I consulted with a product manager, inside sales team members, and the legal team to determine what information needed to stay. I considered how to display all of the relevant numbers transparently and straightforwardly. 

Instead of presenting a single savings number, users can now choose between two views: one based on utility savings alone and the other considering utility savings and system cost with add-ons and incentives. Positive savings figures remain green, while negative values are gray.

Screenshots of the final updated 25-Year Savings section.

Results & Reflection

This enhancement avoids mixed messaging issues and gives customers a deeper understanding of how purchasing a solar system may (or may not) save them a significant amount of money, empowering them to make an informed choice. This was well-received by sales representatives, who found these updates beneficial when discussing savings during homeowner appointments.

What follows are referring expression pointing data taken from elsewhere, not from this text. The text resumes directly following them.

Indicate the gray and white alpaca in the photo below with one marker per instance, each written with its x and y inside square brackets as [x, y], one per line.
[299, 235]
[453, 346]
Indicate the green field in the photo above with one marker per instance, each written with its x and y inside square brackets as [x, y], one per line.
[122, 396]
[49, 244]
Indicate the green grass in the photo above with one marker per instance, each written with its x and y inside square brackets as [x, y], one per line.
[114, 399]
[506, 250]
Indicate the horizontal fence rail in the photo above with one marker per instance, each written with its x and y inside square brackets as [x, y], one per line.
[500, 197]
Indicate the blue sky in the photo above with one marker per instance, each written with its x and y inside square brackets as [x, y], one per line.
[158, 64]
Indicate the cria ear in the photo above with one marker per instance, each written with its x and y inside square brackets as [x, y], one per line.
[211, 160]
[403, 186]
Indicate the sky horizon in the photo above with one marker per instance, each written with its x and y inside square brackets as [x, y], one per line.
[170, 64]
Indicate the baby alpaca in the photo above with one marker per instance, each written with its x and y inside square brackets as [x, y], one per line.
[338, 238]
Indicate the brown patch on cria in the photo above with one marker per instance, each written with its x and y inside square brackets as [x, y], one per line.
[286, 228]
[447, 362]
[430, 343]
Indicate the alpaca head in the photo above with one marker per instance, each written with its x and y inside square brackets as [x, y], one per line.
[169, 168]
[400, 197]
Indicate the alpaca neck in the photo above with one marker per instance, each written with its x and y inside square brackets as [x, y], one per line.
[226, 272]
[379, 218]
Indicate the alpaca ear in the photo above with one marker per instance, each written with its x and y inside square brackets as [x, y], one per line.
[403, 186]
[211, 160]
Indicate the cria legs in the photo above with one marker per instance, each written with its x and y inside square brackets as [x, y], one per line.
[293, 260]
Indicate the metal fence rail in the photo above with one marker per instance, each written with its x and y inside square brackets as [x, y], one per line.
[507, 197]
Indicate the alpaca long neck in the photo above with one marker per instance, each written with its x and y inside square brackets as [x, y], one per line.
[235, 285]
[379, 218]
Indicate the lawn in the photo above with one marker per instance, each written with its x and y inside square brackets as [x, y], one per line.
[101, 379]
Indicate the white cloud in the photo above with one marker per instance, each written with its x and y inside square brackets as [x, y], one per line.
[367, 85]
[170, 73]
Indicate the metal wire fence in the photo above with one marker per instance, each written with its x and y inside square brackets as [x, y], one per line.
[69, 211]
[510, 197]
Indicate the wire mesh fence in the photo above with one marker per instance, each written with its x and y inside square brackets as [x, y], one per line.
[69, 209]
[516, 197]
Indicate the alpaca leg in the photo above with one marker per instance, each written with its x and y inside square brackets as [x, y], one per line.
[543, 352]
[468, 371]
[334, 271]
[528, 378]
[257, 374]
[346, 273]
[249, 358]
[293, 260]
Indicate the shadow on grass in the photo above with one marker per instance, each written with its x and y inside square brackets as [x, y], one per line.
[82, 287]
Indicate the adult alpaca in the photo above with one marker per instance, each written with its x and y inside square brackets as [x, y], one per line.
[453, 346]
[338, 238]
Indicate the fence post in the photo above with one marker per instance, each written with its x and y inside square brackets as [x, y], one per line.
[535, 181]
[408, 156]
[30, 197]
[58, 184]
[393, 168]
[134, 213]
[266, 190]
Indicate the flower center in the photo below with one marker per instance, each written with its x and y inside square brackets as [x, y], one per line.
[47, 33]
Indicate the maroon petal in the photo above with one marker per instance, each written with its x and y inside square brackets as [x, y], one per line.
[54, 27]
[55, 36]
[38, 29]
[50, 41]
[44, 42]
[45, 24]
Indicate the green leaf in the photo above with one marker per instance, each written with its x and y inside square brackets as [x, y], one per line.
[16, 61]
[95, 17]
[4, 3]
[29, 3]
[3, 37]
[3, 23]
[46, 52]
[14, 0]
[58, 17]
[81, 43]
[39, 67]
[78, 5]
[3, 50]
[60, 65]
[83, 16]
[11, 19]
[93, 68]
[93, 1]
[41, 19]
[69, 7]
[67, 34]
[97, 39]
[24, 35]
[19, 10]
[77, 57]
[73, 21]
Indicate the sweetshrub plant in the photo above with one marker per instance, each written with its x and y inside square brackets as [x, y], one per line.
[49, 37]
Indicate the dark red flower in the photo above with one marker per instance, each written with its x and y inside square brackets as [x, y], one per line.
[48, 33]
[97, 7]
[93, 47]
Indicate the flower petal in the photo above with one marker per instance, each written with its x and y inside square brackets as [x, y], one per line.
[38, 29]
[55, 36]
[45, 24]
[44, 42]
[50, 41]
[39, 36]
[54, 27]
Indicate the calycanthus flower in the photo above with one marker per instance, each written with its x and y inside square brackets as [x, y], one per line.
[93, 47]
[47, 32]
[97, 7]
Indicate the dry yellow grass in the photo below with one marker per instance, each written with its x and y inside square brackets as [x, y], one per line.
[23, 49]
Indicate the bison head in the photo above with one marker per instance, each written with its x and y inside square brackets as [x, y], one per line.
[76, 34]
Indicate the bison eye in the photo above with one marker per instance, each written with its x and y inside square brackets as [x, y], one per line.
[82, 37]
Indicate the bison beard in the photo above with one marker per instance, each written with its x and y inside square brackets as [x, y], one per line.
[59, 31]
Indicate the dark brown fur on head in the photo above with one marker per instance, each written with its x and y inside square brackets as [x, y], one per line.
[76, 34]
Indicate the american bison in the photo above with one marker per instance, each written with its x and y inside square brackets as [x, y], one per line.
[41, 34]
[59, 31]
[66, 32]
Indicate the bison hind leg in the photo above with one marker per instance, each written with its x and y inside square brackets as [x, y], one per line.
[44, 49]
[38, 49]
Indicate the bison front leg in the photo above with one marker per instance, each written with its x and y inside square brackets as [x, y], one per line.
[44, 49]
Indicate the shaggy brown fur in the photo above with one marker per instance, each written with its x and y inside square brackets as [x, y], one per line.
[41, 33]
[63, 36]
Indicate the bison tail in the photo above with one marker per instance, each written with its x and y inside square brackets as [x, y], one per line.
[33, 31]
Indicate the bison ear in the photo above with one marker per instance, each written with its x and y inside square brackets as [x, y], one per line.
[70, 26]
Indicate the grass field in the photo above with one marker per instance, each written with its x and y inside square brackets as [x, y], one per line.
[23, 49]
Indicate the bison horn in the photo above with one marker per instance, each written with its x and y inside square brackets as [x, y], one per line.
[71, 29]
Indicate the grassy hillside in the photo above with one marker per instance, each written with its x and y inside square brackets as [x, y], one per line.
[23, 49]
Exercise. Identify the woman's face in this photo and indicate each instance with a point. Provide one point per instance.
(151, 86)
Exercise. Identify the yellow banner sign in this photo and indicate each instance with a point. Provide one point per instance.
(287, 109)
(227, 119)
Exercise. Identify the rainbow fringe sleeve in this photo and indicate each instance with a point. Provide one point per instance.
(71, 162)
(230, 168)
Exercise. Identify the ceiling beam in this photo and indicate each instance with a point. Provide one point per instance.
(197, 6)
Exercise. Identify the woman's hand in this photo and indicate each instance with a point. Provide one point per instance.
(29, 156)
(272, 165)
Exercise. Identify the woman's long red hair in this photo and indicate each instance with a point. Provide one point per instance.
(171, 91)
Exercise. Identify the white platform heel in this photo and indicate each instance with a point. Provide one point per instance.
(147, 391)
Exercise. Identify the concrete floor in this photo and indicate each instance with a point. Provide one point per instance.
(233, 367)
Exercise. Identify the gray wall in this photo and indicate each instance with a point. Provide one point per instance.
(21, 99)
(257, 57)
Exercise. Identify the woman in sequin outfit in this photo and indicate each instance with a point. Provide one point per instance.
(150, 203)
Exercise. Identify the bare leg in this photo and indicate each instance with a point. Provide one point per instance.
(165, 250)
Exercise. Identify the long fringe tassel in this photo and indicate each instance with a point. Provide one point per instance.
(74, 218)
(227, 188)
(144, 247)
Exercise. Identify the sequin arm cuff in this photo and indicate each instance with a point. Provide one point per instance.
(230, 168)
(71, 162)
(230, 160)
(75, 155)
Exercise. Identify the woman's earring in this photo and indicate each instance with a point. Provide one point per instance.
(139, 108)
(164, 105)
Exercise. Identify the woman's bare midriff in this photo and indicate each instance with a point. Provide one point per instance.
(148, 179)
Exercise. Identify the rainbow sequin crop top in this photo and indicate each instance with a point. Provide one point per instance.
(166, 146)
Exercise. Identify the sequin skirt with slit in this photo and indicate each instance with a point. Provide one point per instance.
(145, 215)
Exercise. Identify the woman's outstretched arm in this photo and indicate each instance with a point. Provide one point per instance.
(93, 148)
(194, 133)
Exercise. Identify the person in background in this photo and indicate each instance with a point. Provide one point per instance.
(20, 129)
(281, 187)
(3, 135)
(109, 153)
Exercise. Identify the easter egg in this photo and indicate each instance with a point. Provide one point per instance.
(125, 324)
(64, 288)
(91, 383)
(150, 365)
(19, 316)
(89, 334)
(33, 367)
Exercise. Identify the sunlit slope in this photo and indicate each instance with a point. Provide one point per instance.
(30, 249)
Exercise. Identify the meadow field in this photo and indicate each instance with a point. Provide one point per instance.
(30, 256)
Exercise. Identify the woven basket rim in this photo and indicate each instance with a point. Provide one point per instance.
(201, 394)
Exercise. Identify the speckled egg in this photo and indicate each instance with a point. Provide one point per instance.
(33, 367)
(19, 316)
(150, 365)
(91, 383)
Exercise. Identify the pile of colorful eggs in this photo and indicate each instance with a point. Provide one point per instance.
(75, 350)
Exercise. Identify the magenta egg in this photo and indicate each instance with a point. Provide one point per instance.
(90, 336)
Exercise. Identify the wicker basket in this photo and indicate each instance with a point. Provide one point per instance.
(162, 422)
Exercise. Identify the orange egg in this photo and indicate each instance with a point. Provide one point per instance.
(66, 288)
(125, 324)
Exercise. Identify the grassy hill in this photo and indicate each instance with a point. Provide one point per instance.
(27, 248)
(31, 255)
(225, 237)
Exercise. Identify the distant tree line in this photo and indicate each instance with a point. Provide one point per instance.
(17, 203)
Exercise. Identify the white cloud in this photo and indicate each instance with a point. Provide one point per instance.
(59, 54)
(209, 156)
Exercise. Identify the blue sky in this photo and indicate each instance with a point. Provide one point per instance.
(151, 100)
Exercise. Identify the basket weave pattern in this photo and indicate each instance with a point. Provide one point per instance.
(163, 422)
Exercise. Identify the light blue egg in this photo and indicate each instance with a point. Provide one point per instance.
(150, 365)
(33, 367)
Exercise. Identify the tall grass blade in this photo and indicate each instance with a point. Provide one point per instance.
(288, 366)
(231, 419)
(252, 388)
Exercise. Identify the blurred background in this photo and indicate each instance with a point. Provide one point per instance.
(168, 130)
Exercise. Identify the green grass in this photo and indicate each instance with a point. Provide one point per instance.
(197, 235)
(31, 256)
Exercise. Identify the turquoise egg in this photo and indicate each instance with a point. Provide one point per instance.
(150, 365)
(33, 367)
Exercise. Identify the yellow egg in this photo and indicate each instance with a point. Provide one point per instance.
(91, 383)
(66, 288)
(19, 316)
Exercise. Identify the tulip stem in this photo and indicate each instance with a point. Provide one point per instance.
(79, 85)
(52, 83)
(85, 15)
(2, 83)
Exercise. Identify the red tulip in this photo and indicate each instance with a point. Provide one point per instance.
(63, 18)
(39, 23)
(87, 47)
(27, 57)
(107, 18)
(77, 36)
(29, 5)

What I would do differently: If I could go back to the early stages of working on this feature, I would advocate for more time to test the first iteration of the redesign with users. If that were not an option, I would have dedicated time to review user sessions on FullStory the week after launch. Hopefully, I would have uncovered the inconsistency issue before we received complaints about it. This experience taught me that even though a feature is launched, I should still do check-ins on how it is performing with the intended audience. I implemented this lesson on my next major project, the Proposal Pricing calculator.